I introduce a new insight to deterministic replay that it is sufficient for many replay uses to guarantee only the same output and the final states between the recorded and replayed executions, and thus it is possible to support replay without logging precise shared-memory dependencies. I call this relaxed but sufficient replay guarantee “external determinism” and leverage this observation to build efficient multiprocessor replay systems. In this talk, I will introduce three replay systems: Respec, Chimera, and Rosa. Respec enables software-only deterministic replay at low overhead with operating system support. Chimera leverages static data-race analysis to build an efficient software-only replay solution.

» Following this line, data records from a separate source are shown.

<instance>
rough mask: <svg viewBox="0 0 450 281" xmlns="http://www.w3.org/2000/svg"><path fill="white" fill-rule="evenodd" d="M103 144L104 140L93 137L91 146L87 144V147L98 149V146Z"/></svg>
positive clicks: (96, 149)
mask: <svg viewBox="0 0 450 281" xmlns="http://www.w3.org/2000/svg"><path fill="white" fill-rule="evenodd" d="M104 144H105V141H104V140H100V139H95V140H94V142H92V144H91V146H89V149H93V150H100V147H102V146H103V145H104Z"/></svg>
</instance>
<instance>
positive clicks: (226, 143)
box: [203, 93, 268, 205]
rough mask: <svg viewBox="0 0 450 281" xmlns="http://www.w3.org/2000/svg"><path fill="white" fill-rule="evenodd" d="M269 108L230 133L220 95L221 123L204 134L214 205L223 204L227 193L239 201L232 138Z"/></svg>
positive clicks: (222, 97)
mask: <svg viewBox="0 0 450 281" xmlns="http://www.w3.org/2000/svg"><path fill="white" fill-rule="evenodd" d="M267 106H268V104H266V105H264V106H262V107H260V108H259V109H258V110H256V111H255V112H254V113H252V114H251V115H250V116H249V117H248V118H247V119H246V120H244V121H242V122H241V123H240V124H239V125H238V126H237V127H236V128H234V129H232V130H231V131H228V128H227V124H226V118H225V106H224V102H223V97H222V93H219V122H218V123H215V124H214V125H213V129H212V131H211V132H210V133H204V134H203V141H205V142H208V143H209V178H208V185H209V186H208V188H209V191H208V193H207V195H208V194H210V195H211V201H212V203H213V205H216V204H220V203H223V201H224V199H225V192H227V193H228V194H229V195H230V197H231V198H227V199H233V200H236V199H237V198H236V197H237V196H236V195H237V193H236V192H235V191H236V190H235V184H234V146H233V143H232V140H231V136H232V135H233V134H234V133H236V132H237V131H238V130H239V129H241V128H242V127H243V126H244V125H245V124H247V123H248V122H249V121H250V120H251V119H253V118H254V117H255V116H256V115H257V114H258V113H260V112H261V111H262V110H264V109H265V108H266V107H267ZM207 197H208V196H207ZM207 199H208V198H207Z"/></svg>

Lastly, Rosa provides an ultra-low overhead replay solution with minimal hardware extension.

Speaker Bio: Dongyoon is currently a PhD candidate in the EECS department at the University of Michigan, Ann Arbor. He received the M.S. degree in computer science and engineering from the University of Michigan, Ann Arbor, in 2009 and the B.S. degree in electronic engineering from Seoul National University, Korea, in 2004. He has worked at the intersection of operating systems, computer architecture, and dynamic/static program analysis, with a focus on developing practical solutions to improve programmability, reliability and security of parallel programs. He has been awarded VMware 2012 graduate fellowship, Best Paper at ASPLOS 2011, and Grand Prize in embedded software contest held in Korea.